To prepare you for “What Men Want,” here’s my review of the original.
I know for a fact that the mind is a complicated thing, and some of us wish we had telekinesis. “What Women Want” is a movie made for men who need to know what really makes women tick, and for women who deserve better. Director Nancy Meyers ties both opposite sexes together, and gives us a sweet-hearted romantic comedy.
Mel Gibson stars as a successful but chauvinist ad executive named Nick Marshall, who constantly hits on a coffee shop employee (Marisa Tomei), has an estranged daughter (Ashley Johnson), and thinks he’s gonna be promoted as creative director. His boss (Alan Alda) tells him that position has to go to a woman he just hired, Darcy Maguire (Helen Hunt). After being told to come up with a brand for a package of women’s cosmetics, he ends up in a bathtub/hairdryer accident, and wakes up hearing women’s thoughts.
Nick thinks it’s a curse because of how he hears negative thoughts from his co-workers, but his therapist (Bette Midler) suggests he embraces that gift to know what women really want. Meanwhile, as he and Darcy start to develop an ad for Nike, they hit it off. And he tries to rekindle with his daughter, especially since she has an older boyfriend (Eric Balfour).
‘What Women Want” has its heart in the right place by changing a man’s perspectives of women by giving him telekinesis. It’s a fantasy that breaks form, and keeps you interested. Gibson and Hunt have chemistry, thanks to his dialogue and manliness, and to her charms and skills.

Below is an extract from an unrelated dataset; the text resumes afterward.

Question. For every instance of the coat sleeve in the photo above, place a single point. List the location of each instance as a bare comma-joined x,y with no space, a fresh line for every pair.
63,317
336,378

And you also get some fine supporting work from Johnson as the daughter, and Judy Greer as a young suicidal secretary. They have their issues, and the movie is very sympathetic about all feminine sides.
As a fan, I also love how the Frank Sinatra classic hits keep things rolling along. It uses the music to stylize the romance and the charisma. There’s even a scene when Gibson dances with a hat rack, in the style of Sinatra. If you hear his music in a romantic comedy, you can tell you’re interested.
It might get a little awkward in parts of the first half, mostly when Gibson finds out about his new ability, but the rest of the movie proves how sweet and lovable it is. Credit goes to director Nancy Meyers and writers Josh Goldsmith, Cathy Yuspa, and Diane Drake for crafting a heartwarming comedy.